Prof. Gore. Principles of cellular and systems physiology. Subjects include immunology, kidney function, respiration, acid-base balance, blood and hematopoiesis, general endocrinology, neuroendocrinology, and reproduction.

PGS 388K Molecular Mechanisms and Methods in Nutrition and Cancer

Prof. DiGiovanni. Molecular mechanisms and methods in nutrition and cancer. Topic description: Molecular mechanisms associated with the development and progression of cancer. Nutritional influences on cancer development at all stages of the cancer process. State of the art molecular methods used in cancer research with an emphasis on research involving nutrition and cancer development. 

 

BIO 374 Plant Anatomy with Histol Tech

Prof. Boucher, TTh 12:30-2 pm.This course provides a survey of the tissue organization and cellular details of the main parts of plants, with emphasis on development and function.  Plant organization, structure, and reproduction will also be considered from an adaptive perspective, integrating both ecological and evolutionary aspects of plant history.  Through the completion of the lecture and lab, student participation will also promote learning, critical thinking, microscopy skills, and laboratory techniques.

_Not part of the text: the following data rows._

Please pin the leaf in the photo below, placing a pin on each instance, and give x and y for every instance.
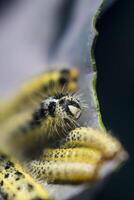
(56, 33)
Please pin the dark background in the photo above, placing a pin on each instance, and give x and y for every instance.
(115, 87)
(114, 55)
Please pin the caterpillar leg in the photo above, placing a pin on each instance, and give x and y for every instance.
(81, 158)
(16, 184)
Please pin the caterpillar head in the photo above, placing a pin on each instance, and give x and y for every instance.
(64, 106)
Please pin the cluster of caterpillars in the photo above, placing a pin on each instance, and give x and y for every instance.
(41, 116)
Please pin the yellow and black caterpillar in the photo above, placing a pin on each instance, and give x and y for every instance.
(60, 149)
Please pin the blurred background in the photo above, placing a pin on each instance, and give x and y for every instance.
(113, 53)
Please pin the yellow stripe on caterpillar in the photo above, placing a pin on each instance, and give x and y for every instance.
(16, 184)
(93, 138)
(39, 87)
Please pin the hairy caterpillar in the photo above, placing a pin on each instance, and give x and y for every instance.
(63, 151)
(16, 184)
(43, 85)
(82, 156)
(54, 118)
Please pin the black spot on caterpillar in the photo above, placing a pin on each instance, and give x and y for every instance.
(54, 118)
(43, 85)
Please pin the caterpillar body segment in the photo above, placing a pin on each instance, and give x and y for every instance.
(16, 184)
(54, 118)
(89, 137)
(84, 155)
(75, 165)
(42, 86)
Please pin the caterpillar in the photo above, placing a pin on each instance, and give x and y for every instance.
(39, 87)
(16, 184)
(49, 139)
(54, 118)
(85, 155)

Prerequisite: Biology 325 or 325H with a grade of at least C-, and concurrent enrollment in Biology 174L.

 

BIO 174L Lab in Plant Anatomy/Histol Techs

Prof. Boucher, TTh 2-3 pm.This course provides a survey of the tissue organization and cellular details of the main parts of plants, with emphasis on development and function.  Plant organization, structure, and reproduction will also be considered from an adaptive perspective, integrating both ecological and evolutionary aspects of plant history.  Through the completion of the lecture and lab, student participation will also promote learning, critical thinking, microscopy skills, and laboratory techniques.